Division Chief, Developmental Biology
Dept. of Pediatrics
The Child Health Institute of NJ
89 French Street, Room 4220
New Brunswick, NJ 08903
FAX - 9333
Innate T cells; transcription factors; autoimmunity;
lineage commitment; immune system development; immunotherapy
Transcriptional control of innate T cell effector functions.
A functional immune system is dependent upon a wide variety of
lymphocytes, such as T cells and B cells, and myelocytes, such as
macrophages and dendritic cells. Specialization of function of these
various cell types is fundamental for both successful immune responses
against pathogens and for immunosurveillance against cancer. Our lab is
interested in 1) understanding the factors that control lymphocyte
development and 2) determining if these factors can used to modify or
enhance T cell responses against cancer.
Innate T cells, such as natural killer T cells (NKT cells), are extremely
potent "first responders" to infection. The aggressive nature of innate T
cells has also made them attractive targets for immunotherapy - several
clinical trials are in progress. Our lab has recently identified a BTB-ZF
transcriptional repressor that controls the development of the innate T
cells.

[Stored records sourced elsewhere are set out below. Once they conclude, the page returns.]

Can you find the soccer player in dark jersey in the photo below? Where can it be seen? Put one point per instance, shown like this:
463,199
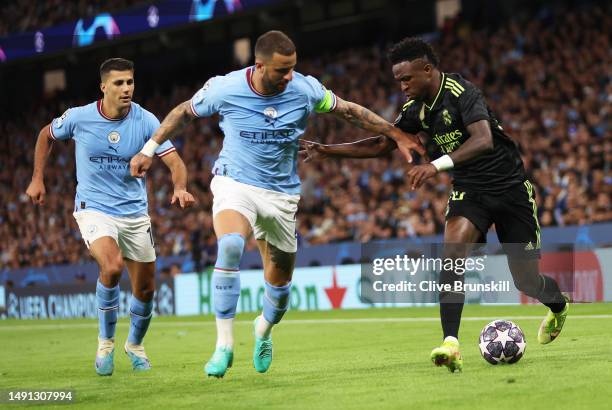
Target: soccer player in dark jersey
450,116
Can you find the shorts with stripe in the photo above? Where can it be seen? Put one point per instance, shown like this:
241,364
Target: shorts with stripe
513,212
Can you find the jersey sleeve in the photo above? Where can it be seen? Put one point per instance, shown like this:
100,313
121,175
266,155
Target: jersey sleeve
408,121
472,105
207,100
321,99
151,125
63,127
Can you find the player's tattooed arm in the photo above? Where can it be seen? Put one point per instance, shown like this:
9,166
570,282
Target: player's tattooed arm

In the absence of this factor, innate T cells default to the
conventional CD4 T cell lineage.
Alternatively, conventional T cells are redirected into the innate T cell
lineage by ectopic expression of the transcription factor.

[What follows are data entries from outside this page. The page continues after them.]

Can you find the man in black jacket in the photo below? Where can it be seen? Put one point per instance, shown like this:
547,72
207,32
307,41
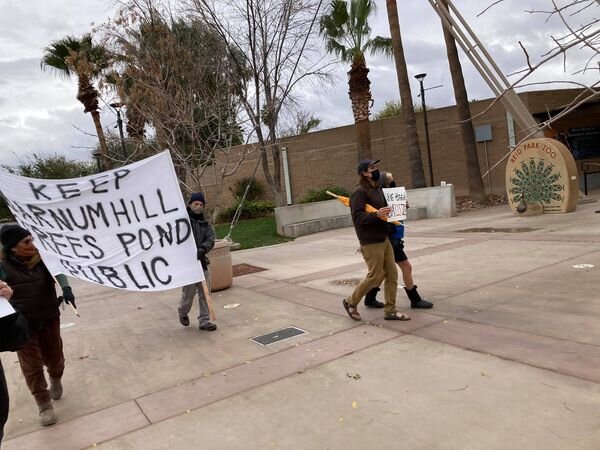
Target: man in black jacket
13,334
204,235
372,232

We are working to discover what genes are being repressed by this BTB-ZF
transcription factor; how the factor mediates suppression; signaling
events that lead to the factor being expressed specifically in innate T
cells and control of the expression of the transcription factor.
Furthermore, we are determining if redirected expression of the BTB-ZF
gene will enhance the activity of conventional T cells.
Finally, we are interested in learning if spontaneous expression of the
factor in conventional T cells can lead to autoimmunity.